As time goes on, memories fade. In the case of the tragedy that was the September 11th, Patriot Day and National Day of Service and
Remembrance serves as both a celebratory holiday and a day of remembrance to ensure that the memory of the individuals who lost their lives will never be forgotten. To better understand how to celebrate, let us take a look at the history, purpose, and meaning of the day.
On September 11, 2001, two civilian aircraft hijacked by terrorists crashed into the World Trade Center in New York City. A third hijacked airplane later crashed into the Pentagon, and a fourth hijacked aircraft was found crashed into a southwestern Pennsylvania field after passengers attempted to take back control of the aircraft. During this international tragedy, many innocent people lost their lives, and America as a nation was stunned.
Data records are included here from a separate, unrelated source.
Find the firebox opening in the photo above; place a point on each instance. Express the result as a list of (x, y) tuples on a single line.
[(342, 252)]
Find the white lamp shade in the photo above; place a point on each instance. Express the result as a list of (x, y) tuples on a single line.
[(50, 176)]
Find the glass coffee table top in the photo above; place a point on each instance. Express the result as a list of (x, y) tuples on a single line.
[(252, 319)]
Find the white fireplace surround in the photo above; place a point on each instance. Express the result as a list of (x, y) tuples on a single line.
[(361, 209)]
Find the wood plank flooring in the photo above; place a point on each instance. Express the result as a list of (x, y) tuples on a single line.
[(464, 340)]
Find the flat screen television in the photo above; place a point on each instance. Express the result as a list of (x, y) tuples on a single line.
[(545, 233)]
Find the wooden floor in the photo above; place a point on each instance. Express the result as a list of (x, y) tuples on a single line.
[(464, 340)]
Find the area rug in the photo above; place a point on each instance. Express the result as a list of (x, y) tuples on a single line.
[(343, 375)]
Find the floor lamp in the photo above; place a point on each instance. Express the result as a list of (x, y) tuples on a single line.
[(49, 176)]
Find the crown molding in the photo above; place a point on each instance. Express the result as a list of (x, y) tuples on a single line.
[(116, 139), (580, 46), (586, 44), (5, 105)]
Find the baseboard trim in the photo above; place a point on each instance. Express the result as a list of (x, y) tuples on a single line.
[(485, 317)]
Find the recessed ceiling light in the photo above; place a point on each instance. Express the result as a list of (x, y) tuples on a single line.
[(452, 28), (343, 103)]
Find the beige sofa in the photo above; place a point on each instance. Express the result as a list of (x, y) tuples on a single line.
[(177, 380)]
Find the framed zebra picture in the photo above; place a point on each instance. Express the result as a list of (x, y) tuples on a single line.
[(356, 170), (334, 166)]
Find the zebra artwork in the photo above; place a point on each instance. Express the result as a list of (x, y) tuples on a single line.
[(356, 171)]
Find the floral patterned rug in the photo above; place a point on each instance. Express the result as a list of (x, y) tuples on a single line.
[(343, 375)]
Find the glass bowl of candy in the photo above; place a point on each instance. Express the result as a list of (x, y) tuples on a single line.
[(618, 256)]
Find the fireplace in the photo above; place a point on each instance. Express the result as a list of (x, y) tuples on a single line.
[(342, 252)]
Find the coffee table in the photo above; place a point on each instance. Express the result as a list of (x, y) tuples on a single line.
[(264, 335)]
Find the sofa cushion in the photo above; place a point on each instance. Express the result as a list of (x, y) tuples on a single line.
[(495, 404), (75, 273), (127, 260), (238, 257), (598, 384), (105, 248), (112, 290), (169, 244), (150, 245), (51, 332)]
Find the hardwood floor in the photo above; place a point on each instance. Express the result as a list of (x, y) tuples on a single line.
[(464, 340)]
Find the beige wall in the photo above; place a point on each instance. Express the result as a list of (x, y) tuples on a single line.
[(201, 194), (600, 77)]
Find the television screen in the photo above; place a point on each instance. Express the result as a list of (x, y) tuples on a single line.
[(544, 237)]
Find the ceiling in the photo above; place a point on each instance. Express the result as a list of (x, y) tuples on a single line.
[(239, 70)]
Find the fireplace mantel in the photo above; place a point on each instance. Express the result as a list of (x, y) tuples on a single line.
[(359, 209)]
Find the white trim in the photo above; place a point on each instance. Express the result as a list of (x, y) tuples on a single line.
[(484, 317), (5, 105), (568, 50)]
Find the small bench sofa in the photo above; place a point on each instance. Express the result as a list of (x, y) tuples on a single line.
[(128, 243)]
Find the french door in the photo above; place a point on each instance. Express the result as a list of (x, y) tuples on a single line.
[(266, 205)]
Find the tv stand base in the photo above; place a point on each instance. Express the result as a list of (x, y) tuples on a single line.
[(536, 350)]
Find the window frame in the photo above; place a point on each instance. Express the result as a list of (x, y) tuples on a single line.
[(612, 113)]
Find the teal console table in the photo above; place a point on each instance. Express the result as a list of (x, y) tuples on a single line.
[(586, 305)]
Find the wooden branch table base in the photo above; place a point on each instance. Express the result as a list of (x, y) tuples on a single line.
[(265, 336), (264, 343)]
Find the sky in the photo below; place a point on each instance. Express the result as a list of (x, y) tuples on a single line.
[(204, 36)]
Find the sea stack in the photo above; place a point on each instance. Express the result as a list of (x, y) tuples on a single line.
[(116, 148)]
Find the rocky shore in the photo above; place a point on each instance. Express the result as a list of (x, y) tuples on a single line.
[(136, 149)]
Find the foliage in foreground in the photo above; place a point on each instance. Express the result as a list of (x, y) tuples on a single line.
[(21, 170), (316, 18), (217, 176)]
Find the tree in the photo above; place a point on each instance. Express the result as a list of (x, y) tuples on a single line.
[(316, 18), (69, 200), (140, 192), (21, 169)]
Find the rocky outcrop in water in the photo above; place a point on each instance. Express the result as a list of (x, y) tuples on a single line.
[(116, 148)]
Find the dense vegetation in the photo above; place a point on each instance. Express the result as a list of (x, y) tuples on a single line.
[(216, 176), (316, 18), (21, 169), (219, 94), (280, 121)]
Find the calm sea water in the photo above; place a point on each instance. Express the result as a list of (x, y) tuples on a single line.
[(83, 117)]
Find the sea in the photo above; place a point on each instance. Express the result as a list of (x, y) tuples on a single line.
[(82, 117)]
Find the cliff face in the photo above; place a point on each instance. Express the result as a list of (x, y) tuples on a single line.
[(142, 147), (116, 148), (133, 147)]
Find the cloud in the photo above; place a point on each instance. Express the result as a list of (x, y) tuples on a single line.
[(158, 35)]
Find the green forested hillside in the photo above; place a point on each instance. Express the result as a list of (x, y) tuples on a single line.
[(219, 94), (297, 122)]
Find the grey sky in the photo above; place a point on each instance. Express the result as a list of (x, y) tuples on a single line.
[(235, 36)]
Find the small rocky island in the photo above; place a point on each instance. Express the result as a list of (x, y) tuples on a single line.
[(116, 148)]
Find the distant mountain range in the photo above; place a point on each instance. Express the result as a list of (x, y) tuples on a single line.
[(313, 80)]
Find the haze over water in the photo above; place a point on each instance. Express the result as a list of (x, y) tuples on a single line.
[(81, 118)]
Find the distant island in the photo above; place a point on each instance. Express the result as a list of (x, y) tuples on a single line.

Patriot Day was created as a response to these terrorists attacks on the United States of America. The president at the time, George W. Bush, signed Patriot Day into law as a celebratory mourning holiday on December 18, 2001. Patriot Day is not a federal holiday, and schools and businesses normally stay open during this day.
The Yearly Proclamations
Each year the President issues a proclamation calling upon:
- All state and local governments and citizens of the United States of American to observe Patriot Day with programs and activities appropriate to the holiday and atmosphere of remembrance.
- All departments, agencies and organizations of the United States are to lower to half-staff the flag of the United States of America. This is to honor the individuals who lost their lives to terrorism on September 11.
- The people of the United States of America to observe a moment of silence in order to honor the individuals who lost their lives on September 11 following the terrorist attacks. For many this period of silence is observed at 8:46 AM EST, the time the first plane flew into the World Trade Center.
These proclamations are given each year and followed by many citizens of the United States. Often parties and celebrations are held on the day, recognizing the importance of the men and women in the armed forces who protect the nation from similar attacks from happening again.
In 2012, the name was changed to Patriot Day and National Day of Service and Remembrance.
The purpose of the day is to act as a release for Americans, in which citizens can express grief at the loss of thousands of innocents at the hands of a few extremists. Many communities, for example, hold church services in memory of those who lost their lives, while some citizens may visit memorials for those who have passed.
The citizens who have been directly affected as a result of the terrorist attacks on September 11 may visit grave sites or attend memorials as well. In addition, many celebrations during Patriot Day involve thanking the enlisted military, as those attending celebrations express their thanks for the men and women striving to protect their country from similar attacks in the future. People also pay homage to the police and fire departments across the nation, because of the many police officers and firemen who responded to the scene of the tragedy on September 11.
This day should be thought of as an opportunity for Americans to grieve for those lost, remember and honor their lives. Some may choose to enjoy a family meal and celebrate life with their loved ones; others attend a quiet memorial service. Whatever the case may be, Americans can normally take comfort in family and friends as they remember the horror of that long-ago day.
Patriot Day is not only a day created for those who lost their lives to the terrorist attacks of September 11, but it is also a day for those who were left behind in the wake of those attacks. Whether they are children who lost parents, spouses who lost a wife or husband, parents who lost a child, or an American who watched as planes crashed into symbols of freedom and democracy the world over, Patriot Day serves as a day to express the pride that Americans feel.
Patriot Day is not only a remembrance, then, but also a celebration of life, as those who have come to terms with the loss of loved ones, or are still coming to terms with the loss, celebrate the fact that they, and the United States, still live on.